Nos últimos 20 anos, a produção de algodão no Brasil passou por transformações significativas, evoluindo na certificação e rastreabilidade, de modo que 82% da colheita da safra 2024/25 já conta com certificações que garantem qualidade e sustentabilidade.
A trajetória do algodão brasileiro
Desde o início dos anos 2000, quando o Brasil buscava se firmar no mercado global, até hoje, a fibra nacional não apenas aumentou sua presença, mas também criou uma história robusta em torno de sua rastreabilidade e qualidade. O setor começou a se profissionalizar, percebendo que credibilidade técnica era essencial para competir com grandes produtores internacionais.

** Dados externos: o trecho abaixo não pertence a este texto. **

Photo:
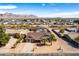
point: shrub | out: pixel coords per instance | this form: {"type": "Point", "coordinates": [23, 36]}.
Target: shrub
{"type": "Point", "coordinates": [77, 38]}
{"type": "Point", "coordinates": [62, 31]}
{"type": "Point", "coordinates": [17, 35]}
{"type": "Point", "coordinates": [4, 38]}
{"type": "Point", "coordinates": [52, 37]}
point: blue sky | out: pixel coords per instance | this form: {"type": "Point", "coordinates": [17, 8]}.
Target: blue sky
{"type": "Point", "coordinates": [42, 9]}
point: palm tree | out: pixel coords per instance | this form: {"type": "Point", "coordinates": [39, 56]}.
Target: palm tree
{"type": "Point", "coordinates": [52, 38]}
{"type": "Point", "coordinates": [44, 40]}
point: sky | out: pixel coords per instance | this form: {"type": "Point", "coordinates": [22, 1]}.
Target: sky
{"type": "Point", "coordinates": [65, 10]}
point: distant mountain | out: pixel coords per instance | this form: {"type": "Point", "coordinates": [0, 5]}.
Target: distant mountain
{"type": "Point", "coordinates": [10, 15]}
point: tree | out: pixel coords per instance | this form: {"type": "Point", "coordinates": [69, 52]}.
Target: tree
{"type": "Point", "coordinates": [52, 38]}
{"type": "Point", "coordinates": [62, 31]}
{"type": "Point", "coordinates": [4, 38]}
{"type": "Point", "coordinates": [17, 35]}
{"type": "Point", "coordinates": [44, 40]}
{"type": "Point", "coordinates": [77, 39]}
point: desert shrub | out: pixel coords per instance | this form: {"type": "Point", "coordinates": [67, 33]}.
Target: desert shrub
{"type": "Point", "coordinates": [62, 31]}
{"type": "Point", "coordinates": [17, 35]}
{"type": "Point", "coordinates": [77, 39]}
{"type": "Point", "coordinates": [4, 38]}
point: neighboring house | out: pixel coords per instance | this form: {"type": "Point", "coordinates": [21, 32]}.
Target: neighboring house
{"type": "Point", "coordinates": [36, 36]}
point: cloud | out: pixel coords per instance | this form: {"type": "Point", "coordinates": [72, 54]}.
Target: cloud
{"type": "Point", "coordinates": [8, 7]}
{"type": "Point", "coordinates": [74, 14]}
{"type": "Point", "coordinates": [43, 4]}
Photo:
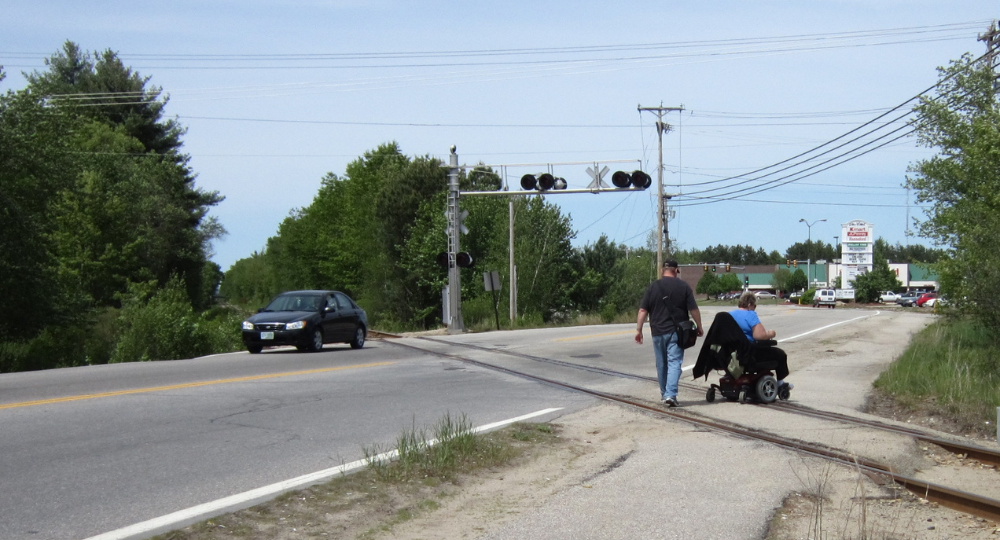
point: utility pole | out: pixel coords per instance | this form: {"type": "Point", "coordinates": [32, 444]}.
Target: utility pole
{"type": "Point", "coordinates": [661, 218]}
{"type": "Point", "coordinates": [455, 324]}
{"type": "Point", "coordinates": [992, 40]}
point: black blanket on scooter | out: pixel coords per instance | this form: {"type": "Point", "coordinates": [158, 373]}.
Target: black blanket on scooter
{"type": "Point", "coordinates": [724, 338]}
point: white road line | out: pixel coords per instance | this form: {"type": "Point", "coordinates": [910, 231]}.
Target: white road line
{"type": "Point", "coordinates": [246, 499]}
{"type": "Point", "coordinates": [829, 326]}
{"type": "Point", "coordinates": [809, 332]}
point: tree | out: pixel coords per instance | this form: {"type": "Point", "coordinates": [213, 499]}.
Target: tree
{"type": "Point", "coordinates": [738, 254]}
{"type": "Point", "coordinates": [868, 286]}
{"type": "Point", "coordinates": [781, 279]}
{"type": "Point", "coordinates": [595, 268]}
{"type": "Point", "coordinates": [730, 282]}
{"type": "Point", "coordinates": [961, 185]}
{"type": "Point", "coordinates": [37, 164]}
{"type": "Point", "coordinates": [798, 281]}
{"type": "Point", "coordinates": [814, 250]}
{"type": "Point", "coordinates": [101, 87]}
{"type": "Point", "coordinates": [708, 285]}
{"type": "Point", "coordinates": [135, 204]}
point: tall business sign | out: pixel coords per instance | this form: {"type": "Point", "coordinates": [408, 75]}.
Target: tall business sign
{"type": "Point", "coordinates": [857, 251]}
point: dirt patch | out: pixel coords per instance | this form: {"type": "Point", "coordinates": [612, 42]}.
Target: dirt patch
{"type": "Point", "coordinates": [355, 506]}
{"type": "Point", "coordinates": [927, 413]}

"A gente tinha que ter identificação fardo a fardo no Brasil, de maneira individualizada
A implementação de um sistema de rastreabilidade em 2004 foi um marco, unindo cada fardo a análises de qualidade. Entretanto, os primeiros passos foram modestos, com informações limitadas, mas funcionais, permitindo identificação da unidade de beneficiamento e localização da produção.
✨ O Brasil se tornou o maior exportador de algodão do mundo.
A introdução do programa de certificação socioambiental, em 2012, impulsionou ainda mais a adesão dos produtores. De 34% na primeira safra de certificação, o número subiu para os atuais 82%. Os protocolos se adaptaram a novas exigências do mercado, incorporando critérios sociais e ambientais.
Desafios e avanços recentes
Além da certificação nas fazendas, a experiência teve que ser estendida aos processos de beneficiamento e logística, garantindo consistência em toda a cadeia produtiva. Isso ocorre porque as unidades operam como fábricas que demandam padrões específicos.
Um desafio adicional tem sido a desconfiança sobre a qualidade das análises realizadas no Brasil, levando o setor a investir cerca de R$ 50 milhões em um programa nacional de qualidade. Os resultados têm mostrado uma assertividade superior a 90% nos laudos.
Contexto
Desde 2021, cerca de 620 mil peças de roupa foram rastreadas, envolvendo a coordenação de todos os elos da cadeia.
Embora o Brasil tenha consolidado sua posição como líder na exportação de pluma, ele enfrentou um paradoxo: caiu para a 25ª posição na exportação de produtos têxteis acabados. O preço elevado da produção local em comparação a produtos importados, especialmente da Ásia, representa um obstáculo.
Ainda assim, a fibra de algodão se destaca por suas qualidades, como conforto e respirabilidade. O futuro depende não apenas da continuidade da produção, mas também de uma imagem forte e de uma maior presença no setor da moda.